Project Scope Document
Version 2 · February 2026

Building Your Personal
AI Knowledgebase

A practical guide for synthesising years of collected research, articles, documents, and websites using modern AI tools — designed for a Mac user who wants real answers from their own content. Now updated with Readwise API integration details, file sync options, and a new phase on making your knowledgebase publicly accessible.

📍 Mac · Australia 📦 Medium Scale (500–2000 files) 🎯 Synthesis-focused 💰 Subscription-friendly
What's new in v2
  • Confirmed: Readwise API access is free with your existing subscription — no extra charge
  • Updated Phase 3 to use AnythingLLM's built-in Readwise connector (no manual export needed)
  • Added file sync options: REST API scripting and Claude Cowork for automated local file updates
  • Updated Safari Reading List guidance — switch to Readwise Reader browser extension going forward
  • New Phase 4: Making your knowledgebase publicly accessible (ngrok, Cloudflare Tunnel, cloud hosting)
  • Updated budget with optional cloud hosting cost for public access
  • Added Month 3 to the Getting Started roadmap

How an AI Knowledgebase Works

Before diving into tools, it helps to understand the underlying idea. Traditional search finds documents that contain your keywords. An AI knowledgebase does something much more powerful: it understands your content and can synthesise answers across many sources at once — like having a research assistant who has read everything you've collected.

The technical term is RAG — Retrieval Augmented Generation. In plain language: when you ask a question, the system finds the most relevant pieces from your documents, then an AI model reads those pieces and writes you a synthesised answer, complete with source references. You're not limited to "which document mentioned this?" — you can ask "what do my sources collectively say about X?"

Layer 1

📥 Capture

Getting your content in — PDFs, web pages, newsletters, Word files, presentations, and emails.

Layer 2

🗄️ Index

The system reads and "understands" your content, storing it so an AI can search it by meaning, not just keywords.

Layer 3

💬 Query

You ask questions in plain English and get synthesised answers drawn from your own material.

Note on your Paid Substack content: There's an elegant solution. Readwise Reader lets you forward your Substack emails to a special inbox address. Since you receive the full article in your email as a paid subscriber, Readwise captures the complete content — no scraping or terms-of-service issues.

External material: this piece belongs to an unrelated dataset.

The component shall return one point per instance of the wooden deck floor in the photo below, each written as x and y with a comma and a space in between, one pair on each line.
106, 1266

Tool Approaches: Pros & Cons

There are five realistic approaches for your situation, ranging from "start today, no setup" to "powerful but takes a weekend." All tools are available in Australia.

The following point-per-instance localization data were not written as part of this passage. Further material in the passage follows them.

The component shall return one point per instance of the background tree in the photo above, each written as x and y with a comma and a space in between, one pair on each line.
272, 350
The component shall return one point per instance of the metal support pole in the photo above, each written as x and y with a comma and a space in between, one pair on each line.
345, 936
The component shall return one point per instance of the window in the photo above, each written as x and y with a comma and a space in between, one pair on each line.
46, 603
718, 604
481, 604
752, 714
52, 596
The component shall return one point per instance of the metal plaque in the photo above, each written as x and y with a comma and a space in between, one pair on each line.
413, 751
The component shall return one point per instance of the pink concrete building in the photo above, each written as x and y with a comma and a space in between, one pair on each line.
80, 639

Option 1 — Google NotebookLM
Free Web-based

Google's AI research tool lets you upload documents and websites, then ask questions that get synthesised answers with citations. Very polished and easy to use — you can be up and running in an hour.

✓ Pros
  • Completely free
  • Excellent synthesis quality
  • Always cites its sources
  • Handles PDF, Word, websites
  • No technical setup needed
✗ Cons
  • 50 sources per notebook max
  • No automation — all manual upload
  • Can't handle Excel or PPT natively
  • No email/newsletter integration
  • Your data goes to Google
Option 3 — Mem.ai
All-in-one ~$23 AUD/mo

Mem is an AI-powered note-taking and knowledgebase tool that tries to automatically connect ideas across everything you add to it. It's closer to a smart notebook than a document search tool.

✓ Pros
  • All-in-one: capture & query
  • Automatically surfaces connections
  • Clean, simple interface
  • Good at creative synthesis
✗ Cons
  • More expensive for what you get
  • Weaker on large file ingestion
  • No Excel/PPT support
  • Less control over source fidelity
  • Your data is in their cloud
Option 5 — Custom RAG Pipeline
Technical Variable cost

Build your own system using developer tools like LlamaIndex or LangChain, a vector database (like Chroma), and a frontend. This is what professional AI developers build, and gives you complete control over every aspect of the system.

✓ Pros
  • Total control and flexibility
  • Full automation possible
  • Can handle any data source
  • Excellent learning opportunity
✗ Cons
  • Requires coding knowledge
  • Multi-week setup project
  • You maintain it yourself
  • Overkill for personal use

The Implementation Plan

Given your content mix — local files, web reading list, paid newsletters, and the desire to synthesise rather than just search — the best approach is a two-tool combination, introduced in phases so you're getting value from day one without being overwhelmed.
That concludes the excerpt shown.